Ciclone tropical atinge e devasta arquipélago na Oceania; ONU apoia resposta de emergência

Tempestade mais forte já registrada em Tonga deixa milhares de pessoas desabrigadas. Esforços humanitários para desenvolver uma resposta e um plano de recuperação rápida estão em andamento.

Em janeiro de 2014, em Ha'apai, Tonga, o ciclone tropical Ian, a tempestade mais poderosa já registrada em Tonga, atingiu a costa em 11 de janeiro.
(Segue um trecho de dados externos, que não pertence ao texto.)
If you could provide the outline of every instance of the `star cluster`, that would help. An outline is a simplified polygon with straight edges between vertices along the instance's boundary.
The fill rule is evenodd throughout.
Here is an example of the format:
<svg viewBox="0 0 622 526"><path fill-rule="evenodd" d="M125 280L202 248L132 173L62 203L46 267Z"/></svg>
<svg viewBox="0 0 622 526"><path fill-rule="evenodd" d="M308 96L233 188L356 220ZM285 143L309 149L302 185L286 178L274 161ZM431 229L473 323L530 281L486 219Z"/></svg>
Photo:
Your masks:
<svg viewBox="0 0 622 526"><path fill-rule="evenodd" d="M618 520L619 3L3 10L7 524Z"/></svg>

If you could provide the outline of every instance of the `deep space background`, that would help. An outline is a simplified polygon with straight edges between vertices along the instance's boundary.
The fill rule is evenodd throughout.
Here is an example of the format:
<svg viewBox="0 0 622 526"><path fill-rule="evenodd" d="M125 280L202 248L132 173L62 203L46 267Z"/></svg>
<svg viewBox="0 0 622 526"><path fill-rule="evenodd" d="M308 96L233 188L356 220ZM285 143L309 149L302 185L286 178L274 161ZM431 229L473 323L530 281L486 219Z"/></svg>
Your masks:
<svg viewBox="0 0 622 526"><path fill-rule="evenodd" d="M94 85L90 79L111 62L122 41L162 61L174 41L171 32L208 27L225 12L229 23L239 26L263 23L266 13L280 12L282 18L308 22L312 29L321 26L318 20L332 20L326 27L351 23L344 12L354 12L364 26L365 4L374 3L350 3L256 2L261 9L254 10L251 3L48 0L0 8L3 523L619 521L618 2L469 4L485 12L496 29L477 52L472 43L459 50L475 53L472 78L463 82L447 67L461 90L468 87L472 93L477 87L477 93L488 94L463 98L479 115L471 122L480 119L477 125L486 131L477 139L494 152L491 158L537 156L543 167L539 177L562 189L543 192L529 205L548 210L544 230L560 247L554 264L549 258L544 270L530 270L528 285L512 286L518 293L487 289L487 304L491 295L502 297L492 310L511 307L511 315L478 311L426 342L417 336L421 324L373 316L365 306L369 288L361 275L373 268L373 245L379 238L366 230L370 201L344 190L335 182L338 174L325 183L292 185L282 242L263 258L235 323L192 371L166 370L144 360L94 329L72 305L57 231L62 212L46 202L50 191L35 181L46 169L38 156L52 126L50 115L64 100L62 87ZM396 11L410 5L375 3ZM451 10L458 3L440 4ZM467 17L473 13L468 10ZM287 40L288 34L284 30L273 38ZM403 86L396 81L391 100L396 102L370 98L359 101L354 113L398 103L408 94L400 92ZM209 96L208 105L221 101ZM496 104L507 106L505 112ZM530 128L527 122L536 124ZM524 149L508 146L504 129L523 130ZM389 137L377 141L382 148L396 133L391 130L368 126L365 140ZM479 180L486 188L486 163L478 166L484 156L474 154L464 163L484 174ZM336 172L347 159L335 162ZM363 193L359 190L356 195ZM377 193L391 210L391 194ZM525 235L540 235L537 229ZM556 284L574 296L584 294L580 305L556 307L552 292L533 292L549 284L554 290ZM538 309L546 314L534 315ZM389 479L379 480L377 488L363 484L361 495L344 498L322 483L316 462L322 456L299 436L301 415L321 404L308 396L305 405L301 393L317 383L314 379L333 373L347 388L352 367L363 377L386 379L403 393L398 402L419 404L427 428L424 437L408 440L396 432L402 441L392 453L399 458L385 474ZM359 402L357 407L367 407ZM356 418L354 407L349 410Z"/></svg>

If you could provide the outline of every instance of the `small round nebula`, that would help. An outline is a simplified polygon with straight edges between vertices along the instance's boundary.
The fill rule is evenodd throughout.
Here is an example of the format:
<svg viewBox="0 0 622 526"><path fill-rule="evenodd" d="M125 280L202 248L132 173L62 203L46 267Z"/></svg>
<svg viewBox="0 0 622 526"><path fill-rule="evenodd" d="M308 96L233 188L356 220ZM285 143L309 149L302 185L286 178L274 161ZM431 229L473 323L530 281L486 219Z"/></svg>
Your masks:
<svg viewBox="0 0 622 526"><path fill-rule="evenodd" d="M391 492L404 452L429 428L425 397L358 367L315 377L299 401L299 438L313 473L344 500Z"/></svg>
Foto: NASA

Em janeiro de 2014, em Ha’apai, Tonga, o ciclone tropical Ian, a tempestade mais poderosa já registrada em Tonga, atingiu a costa em 11 de janeiro. Foto: NASA

O ciclone tropical Ian atingiu a costa norte de Tonga, arquipélago na Oceania com pouco mais de 100 mil habitantes, com a tempestade mais forte já registrada na região. O ciclone chegou à categoria cinco, com ventos de mais de 200 quilômetros por hora.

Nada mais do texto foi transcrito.